SHAFT The main vertical part of a column between the base and the capital.
SILL The horizontal ledge at the bottom of a window frame.
SLATE A fine-grained metamorphic rock that splits into thin, smooth-surfaced layers. In building, most often used in this area for roofing.
SNECKED Of masonry, with courses broken by smaller stones (snecks).
SOFFIT The exposed undersurface of any overhead component of a building such as an arch, balcony, beam, cornice, lintel or vault.
SPIRE An elongated, pointed structure that rises from a tower, turret, or roof.
SPLAYED An oblique angle or bevel given to the sides of an opening in a wall so that the opening is wider on one side of the wall than on the other.
SPROCKET In a roof, a short timber placed on the back and at the foot of a rafter to form projecting eaves; hence a SPROCKETED roof.
STACK A flue or chimney, or group of chimnies.
STAINED GLASS Glass coloured by mixing pigments inherently in the glass, by fusing colored metallic oxides onto the glass, or by painting and baking transparent colors on the glass surface.
STOUP Holy water basin at the entrance to a church, usually on a pillar or set in a niche.
STORY A set of rooms on the same floor or level; a floor, or the space between two floors. Also, a horizontal division of a building's exterior considered architecturally, which need not correspond exactly with the stories within.
STRAPWORK Decoration like interlaced leather straps. Late 16th and early 17th-century, or Victorian revival.
STRING COURSE A continuous projecting horizontal band set in the surface of a wall and usually molded. Often in a different coloured brick or stone, and used for decoration.
STRUT A roof timber, either upright and connected to the rafter above it, or sloping, connecting another post to the rafter.
STUDS The upright timbers in a timber-framed building.
TESTER A cover or canopy suspended over a tomb or a pulpit. The tester may have a purely ornamental purpose or - where positioned over a pulpit - may be used as a sounding board to magnify and direct the preacher's voice.

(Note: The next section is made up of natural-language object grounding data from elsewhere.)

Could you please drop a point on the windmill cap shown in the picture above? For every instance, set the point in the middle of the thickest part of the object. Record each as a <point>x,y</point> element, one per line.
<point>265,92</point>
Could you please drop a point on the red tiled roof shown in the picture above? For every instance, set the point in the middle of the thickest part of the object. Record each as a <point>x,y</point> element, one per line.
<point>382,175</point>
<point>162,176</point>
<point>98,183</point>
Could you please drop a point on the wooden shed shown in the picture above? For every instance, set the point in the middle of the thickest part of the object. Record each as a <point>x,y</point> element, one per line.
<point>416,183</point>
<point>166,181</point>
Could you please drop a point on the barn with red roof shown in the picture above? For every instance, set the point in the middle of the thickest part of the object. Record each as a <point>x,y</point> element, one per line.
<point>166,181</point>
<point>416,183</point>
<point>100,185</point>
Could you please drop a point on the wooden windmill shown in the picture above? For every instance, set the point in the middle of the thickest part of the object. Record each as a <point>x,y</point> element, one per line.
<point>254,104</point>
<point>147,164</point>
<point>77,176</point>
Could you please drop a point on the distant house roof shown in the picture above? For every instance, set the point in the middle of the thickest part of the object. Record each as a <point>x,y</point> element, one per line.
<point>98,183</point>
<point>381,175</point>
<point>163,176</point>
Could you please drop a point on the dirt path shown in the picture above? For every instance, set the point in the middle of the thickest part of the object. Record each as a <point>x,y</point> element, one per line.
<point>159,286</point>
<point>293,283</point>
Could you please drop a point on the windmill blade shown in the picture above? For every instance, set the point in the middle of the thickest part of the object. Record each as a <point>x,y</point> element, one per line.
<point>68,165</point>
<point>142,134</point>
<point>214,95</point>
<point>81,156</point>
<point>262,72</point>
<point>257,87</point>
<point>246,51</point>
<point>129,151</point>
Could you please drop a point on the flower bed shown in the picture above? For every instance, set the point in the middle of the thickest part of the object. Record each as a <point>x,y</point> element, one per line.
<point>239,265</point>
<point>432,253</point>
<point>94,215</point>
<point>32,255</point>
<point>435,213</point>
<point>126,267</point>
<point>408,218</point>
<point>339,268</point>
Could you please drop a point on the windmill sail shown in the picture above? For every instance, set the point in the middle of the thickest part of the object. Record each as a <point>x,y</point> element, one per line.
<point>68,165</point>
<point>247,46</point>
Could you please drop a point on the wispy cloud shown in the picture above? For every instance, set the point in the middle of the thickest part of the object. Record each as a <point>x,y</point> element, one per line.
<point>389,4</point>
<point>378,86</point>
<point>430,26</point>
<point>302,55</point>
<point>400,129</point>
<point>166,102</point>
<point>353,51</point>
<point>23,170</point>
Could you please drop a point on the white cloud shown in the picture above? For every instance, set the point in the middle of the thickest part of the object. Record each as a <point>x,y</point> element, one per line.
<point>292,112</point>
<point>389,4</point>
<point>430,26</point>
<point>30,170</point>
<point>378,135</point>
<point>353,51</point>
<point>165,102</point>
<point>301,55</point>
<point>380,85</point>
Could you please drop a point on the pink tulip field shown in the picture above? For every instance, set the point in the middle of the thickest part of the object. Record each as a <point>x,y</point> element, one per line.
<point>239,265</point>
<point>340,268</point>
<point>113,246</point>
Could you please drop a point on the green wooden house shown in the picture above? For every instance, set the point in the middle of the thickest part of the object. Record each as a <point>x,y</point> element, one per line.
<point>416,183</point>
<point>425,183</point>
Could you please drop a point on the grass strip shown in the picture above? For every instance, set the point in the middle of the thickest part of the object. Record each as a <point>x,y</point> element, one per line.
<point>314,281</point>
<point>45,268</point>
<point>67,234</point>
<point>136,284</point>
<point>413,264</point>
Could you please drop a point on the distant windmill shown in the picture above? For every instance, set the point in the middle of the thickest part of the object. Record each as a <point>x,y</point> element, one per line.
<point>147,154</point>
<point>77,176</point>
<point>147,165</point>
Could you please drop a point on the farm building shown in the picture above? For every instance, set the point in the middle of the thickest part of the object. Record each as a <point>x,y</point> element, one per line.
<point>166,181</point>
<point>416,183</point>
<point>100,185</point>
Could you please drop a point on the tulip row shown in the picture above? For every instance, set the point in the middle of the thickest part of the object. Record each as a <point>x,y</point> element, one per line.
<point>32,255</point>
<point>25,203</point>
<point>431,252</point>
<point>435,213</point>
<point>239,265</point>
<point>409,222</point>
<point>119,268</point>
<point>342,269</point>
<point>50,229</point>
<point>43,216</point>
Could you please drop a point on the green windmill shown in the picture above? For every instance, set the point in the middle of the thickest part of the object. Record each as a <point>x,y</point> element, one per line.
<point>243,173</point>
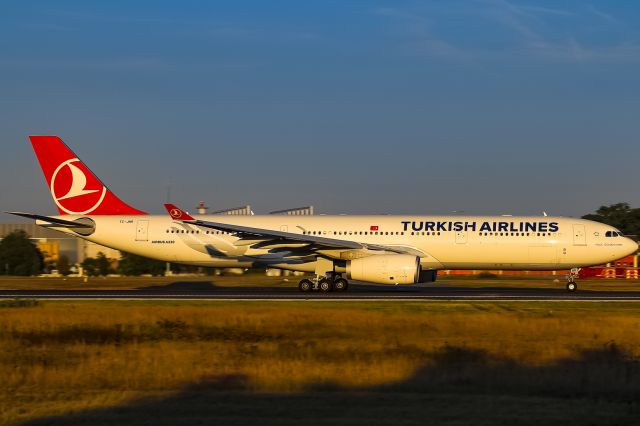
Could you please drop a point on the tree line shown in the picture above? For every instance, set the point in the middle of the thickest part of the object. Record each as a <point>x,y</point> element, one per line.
<point>20,256</point>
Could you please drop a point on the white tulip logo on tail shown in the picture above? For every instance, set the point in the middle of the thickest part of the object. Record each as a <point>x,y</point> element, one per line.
<point>74,188</point>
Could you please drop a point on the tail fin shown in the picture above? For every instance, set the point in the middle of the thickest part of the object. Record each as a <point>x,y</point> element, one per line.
<point>177,213</point>
<point>74,188</point>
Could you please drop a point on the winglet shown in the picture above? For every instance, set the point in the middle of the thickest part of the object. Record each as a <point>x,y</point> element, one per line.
<point>176,213</point>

TIE-BEAM The main horizontal beam in a roof, connecting the bases of the rafters, usually just above a wall.
TRACERY Carved stonework of interlaced and branching ribs, particularly the lace-like stonework in the upper part of a Gothic window.
TRANSEPT The transverse part of a church with a cruciform or cross-shaped floor plan, i.e. the 'arms' of the cross.
TRANSOM A horizontal crossbar in a window, over a door, or between a door and a window above it. Transom is the horizontal, as mullion is the vertical, bar across an opening.
TRELLISWORK An open pattern of interwoven strips, usually of wood but sometimes metal; also called latticework.
TREFOIL Ornamental tracery in the form of a flower with three symmetrical petals.
TURRET A small, often ornamental tower projecting from a building, usually at a corner.
TYMPANUM The ornamental recessed space or panel enclosed by the cornices of a triangular pediment. Also, a similar space between an arch and the lintel of a portal or window.
VAULT A masonry roof or ceiling constructed on the arch principle.
A barrel or tunnel vault, semicylindrical in cross section, is in effect a deep arch or an uninterrupted series of arches,
one behind the other, over an oblong space.
In a cross-barrel vault, the main barrel (tunnel) vault is intersected at right angles with other barrel (tunnel) vaults at
regular intervals.
A quadrant vault is a half-barrel (tunnel) vault.
A sexpartile vault is a rib vault with six panels.
A fan vault is a development of lierne vaulting characteristic of English Perpendicular Gothic, in which radiating ribs form
a fan-like pattern.
A cross vault (or groin) is formed at the point at which two barrel (tunnel) vaults intersect at right angles.
In a ribbed vault, there is a framework of ribs or arches under the intersections of the vaulting sections.
VESTRY A room in, or attached to, a church where the clergy put on their vestments and where these robes and other sacred objects are stored; synonymous with a sacristy.
WHITEWASH A mixture of lime and water, often with whiting, size, or glue added, that is used to whiten walls, fences, or other structures.